The Value of Non-Historized Links

By April 3, 2017Modeling

When Dan Linstedt, co-founder of Scalefree, invented the Data Vault, he had several goals in mind. One of the goals was to load data as fast as possible from the source into a data warehouse model, process it into information and present it to the business analyst in any desired target structure.

For simplicity and automation, the Data Vault model exists only of three basic entity types:

  1. Hubs: a distinct list of business keys
  2. Links: a distinct list of relationships between business keys
  3. Satellites: descriptive data, that describe the parent (business key or relationship) from a specific context, versioned over time.

Now, as we always teach (and sometimes preach): you can model all enterprise data using these three entity types alone. However, a model using only these entity types would have multiple disadvantages. Many complex joins, storage consumption, ingestion performance and missed opportunities for virtualization.

The solution? Adding a little more nuts and bolts to the core entity types of the Data Vault in order to cope with these issues. One of the nuts and bolts is the non-historized link, also known as Transaction Link:

In this example, Sales is a non-historized link that captures sales transactions of a customer, related to a store. The goal of the non-historized link is to ensure high performance on the way into the data warehouse and on the way out. Don’t forget, the ultimate goal of data warehousing is to build a data warehouse not just model it. And building a data warehouse involves much more than just the model: it requires people, processes, and technology.
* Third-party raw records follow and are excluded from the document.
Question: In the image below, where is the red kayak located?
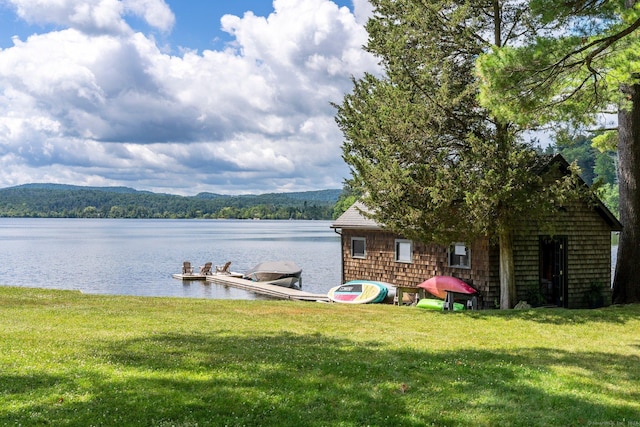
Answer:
[418,276,478,299]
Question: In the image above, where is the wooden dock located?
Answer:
[206,274,330,302]
[171,273,209,282]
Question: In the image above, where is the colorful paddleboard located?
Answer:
[416,298,464,311]
[327,280,391,304]
[418,276,478,299]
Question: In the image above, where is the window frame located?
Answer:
[447,242,471,270]
[350,237,367,259]
[394,239,413,264]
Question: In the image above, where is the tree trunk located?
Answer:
[500,231,516,310]
[613,84,640,304]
So, how does the non-historized link meets its goals? Think about your business analysts. What are their goals? In the end, to be honest, they don’t care about a Data Vault model. Instead they would like to see dimensional models, such as star schema’s and snow flake models or flat-and-wide models for data mining. Or, once in a while, they want to see the ugly-looking tables from the mainframe, sometimes linked, sometimes not, and not a lot of people fully understand the relationships anymore…but for backwards compability, that’s just great.

Having defined the target, the next question comes into mind: what is the target granularity? For example, in a dimensional model, the target granularity of fact tables often reflects the transactions to be analyzed (think about call records in the telecommunications industry, or banking transactions).

Interestingly, this desired target granularity can often be found directly in the source systems. Because a telecommunications provider has an operational system in place that records each phone call. Or a banking application that records every account transaction. And these records are typically loaded to the data warehouse without aggregation (at least in Data Vault where we are interested in the finest granularity for auditing and delivery purposes).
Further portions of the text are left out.